Process Simulation of Humidity and Airflow Effects on Arc Discharge Characteristics in Pantograph–Catenary Systems

The electrical arcs generated by high-speed dynamic separation between pantograph and catenary systems pose a significant threat to the operational safety of high-speed railways. Environmental factors, particularly relative humidity and airflow, critically influence arc characteristics. This study establishes a two-dimensional pantograph–catenary arc model based on magnetohydrodynamic theory, validated through a self-developed experimental platform. Research findings demonstrate that as relative humidity increases from 25% to 100%, the core arc temperature decreases from 10,500 K to 9000 K due to enhanced heat dissipation in humid air and electron capture by water molecules; the peak arc voltage rises from 37.25 V to 48.17 V resulting from accelerated deionization processes under high humidity conditions; the average arc energy in polar regions increases from 2.5 × 10−4 J/m3 to 3.5 × 10−4 J/m3, exhibiting a saddle-shaped distribution; and the maximum arc pressure declines from 5.3 Pa to 3.7 Pa.
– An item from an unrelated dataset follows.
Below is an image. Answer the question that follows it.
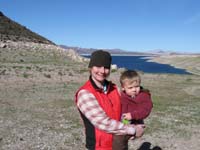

Under airflow conditions of 10–30 m/s, synergistic effects between airflow and humidity further modify arc behavior. The most pronounced temperature fluctuations and most frequent arc root migration occur at 100% humidity with 30 m/s airflow, while the shortest travel distance and longest persistence are observed at 25% humidity with 10 m/s airflow, as airflow accelerates heat dissipation and promotes arc root alternation. Experimental measurements of arc radiation intensity and temperature distribution show excellent agreement with simulation results, verifying the model’s reliability. This study quantitatively elucidates the influence patterns of humidity and airflow on arc characteristics, providing a theoretical foundation for enhancing pantograph–catenary system reliability.